Мой брат — жалкий герцог, во всяком смысле слова. Когда умер отец, так и не уговорив никого отпереть двери, брат занял его место, но разве их можно сравнивать? Отец — человек мира, он бывал при дворах Франции и Испании, путешествовал по Европе. Брат сидит дома, он уверен — в мире нет ничего лучше его собственного герцогства. Нет более великой книги, чем Библия, нет более красивой церкви, чем наша с голыми стенами, нет лучшего советчика, чем собственная совесть. Герцогский двор невелик, тем тяжелее немногочисленным слугам. Наследство мало, а главная забота брата — тешить собственную гордость. Мне гордости не хватает, и его высокое положение всей тяжестью давит на меня. Когда он доволен или пьян, зовет меня самой непокорной из своих подданных и треплет тяжелой рукой по плечу, когда же трезв или сердит, кричит, что девчонка должна знать свое место, и грозится запереть покрепче.
В Клеве это не пустая угроза. Этот человек запер собственного отца. Разве он не способен проделать то же самое с сестрой? И что толку рыдать за дверью — никто не придет на помощь.
Мастер Гольбейн коротким кивком велел мне встать, а сестре сесть на мое место. Мне запретили смотреть на портрет. Мы не увидим, что он посылает королю Англии. Он здесь не затем, чтобы льстить или делать из нас красавиц. Просто в меру своего таланта он должен набросать точный образ, и пусть король Англии сам выбирает, которая ему больше нравится, словно мы фландрские кобылы и нас отправляют к племенному жеребцу.

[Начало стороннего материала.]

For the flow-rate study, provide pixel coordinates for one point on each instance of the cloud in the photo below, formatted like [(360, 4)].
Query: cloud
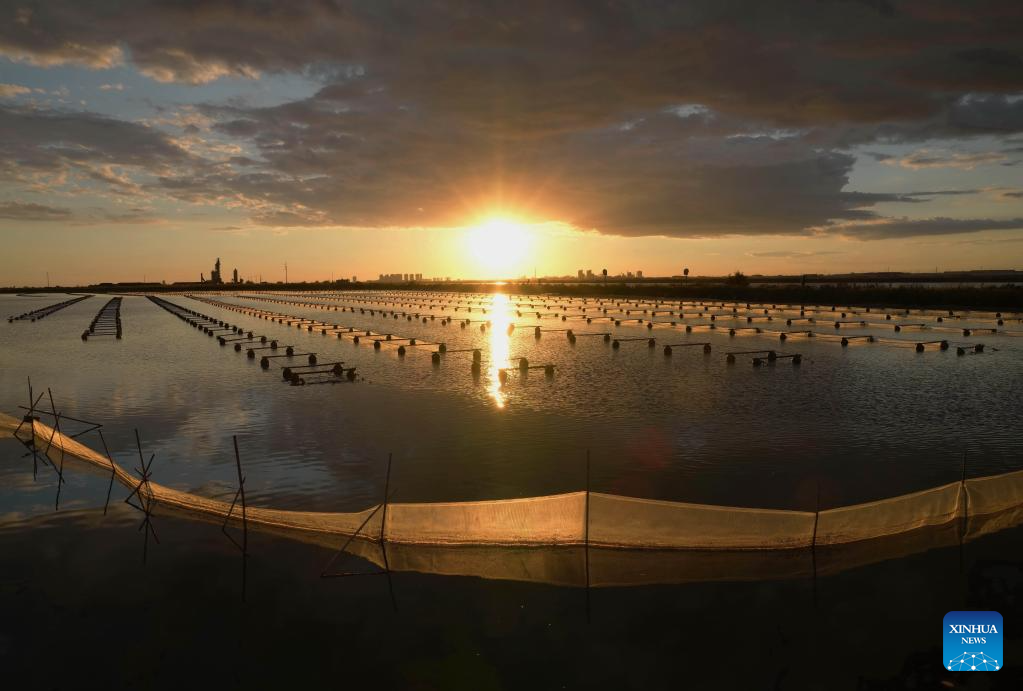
[(793, 254), (928, 159), (892, 228), (20, 211), (672, 119), (11, 90)]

Сестра заторопилась на свое место, мастер Гольбейн взял чистый лист бумаги, проверил кончик пастельного мелка. Мастер Гольбейн видел нас всех, всех кандидаток на место королевы Англии. Он рисовал Кристину Миланскую, Луизу и Анну Гиз, Марию Вандом. Я не первая, чей нос он измерял, сощурив один глаз, держа мелок на расстоянии вытянутой руки. Насколько я знаю, после моей сестры Амелии будет еще одна девушка. По дороге в Англию он может завернуть во Францию, бросить хмурый взгляд еще на одну жеманную девчонку, ухватить сходство, запечатлеть недостатки. И ни к чему чувствовать себя униженной.
— Вам не нравится позировать? Стесняетесь? — спрашивает художник.
Улыбка сползает у меня с лица, он смотрит на модель как на кусок мяса на кухонном столе. Не выдам своих чувств, к чему снабжать шпиона информацией?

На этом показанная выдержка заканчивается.